In accordance with the plain language of the statute, as a threshold matter, the complaining party must have been injured by an intoxicated person. Because Plaintiff has not disputed the specific facts submitted by Defendants, namely that Defendant Lambrou consumed one beer at 11:00 p.m., these facts are deemed admitted.4 Relying on these facts, the Court concludes that it is most unlikely that Mr, Lambrou could be characterized as an “intoxicated person,” based on the consumption of one beer more than two hours before the accident. Plainly, he was not served after legal serving hours nor was he “apparently under the influence of intoxicating liquor” or otherwise “overserved” by Defendants, given that he had had one beer all evening. Hence, Defendants cannot be liable under the Vermont Dram Shop Act.
Conclusion
For the reasons set forth above, Defendants’ Renewed Motion for Summary Judgment is GRANTED. Count III of the complaint alleging violations of the Vermont Dram Shop Act is dismissed. As these are the only allegations against Defendants Matterhorn, Bruce Licursi and Frank Licursi, they are hereby dismissed from the case. SO ORDERED.

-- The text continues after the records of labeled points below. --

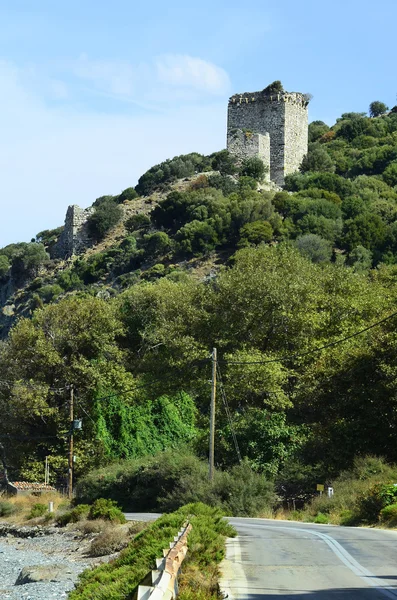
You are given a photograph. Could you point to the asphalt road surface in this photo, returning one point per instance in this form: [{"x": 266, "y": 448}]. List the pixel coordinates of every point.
[{"x": 300, "y": 561}]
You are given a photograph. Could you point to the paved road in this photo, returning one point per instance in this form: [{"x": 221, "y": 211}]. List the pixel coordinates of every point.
[
  {"x": 142, "y": 516},
  {"x": 299, "y": 561}
]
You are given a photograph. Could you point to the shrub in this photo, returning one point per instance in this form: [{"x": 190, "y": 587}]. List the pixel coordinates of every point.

. In his opposition to both the first and second summary judgment motions, Plaintiff raises some concerns about the admissibility of the police report. Assuming without deciding that hearsay evidence must be in admissible form to be considered as part of the summary judgment motion, see Torres v. CBS News, 879 F.Supp. 309, 319 n. 13 (S.D.N.Y.), aff'd, 71 F.3d 406 (2d Cir.1995), but cf. Contini v. Hyundai Motor Co., 840 F.Supp. 22, 25 n. 2 (S.D.N.Y.1993), the Court notes that the police report likely meets hearsay exceptions for records of regularly conducted activities and for public records and reports. Fed.R.Evid. 803(6) and (8).
. Certainly, Plaintiff was on notice that this motion for summary judgment was likely to be forthcoming, as the Court denied the previous motion without prejudice to be re-raised on appropriate grounds in the future.
. Plaintiff's Local Rule 5(c)(1)(A) statement does not list the disputed facts, rather it merely reiterates the factual and legal issues before the Court. See Paper #58.
. Local Rule 5(c)(1)(B) provides, "[a]U material facts set forth in the statement required to be served by the moving party will be deemed to be admitted unless controverted by the statement required to be served by the opposing party.”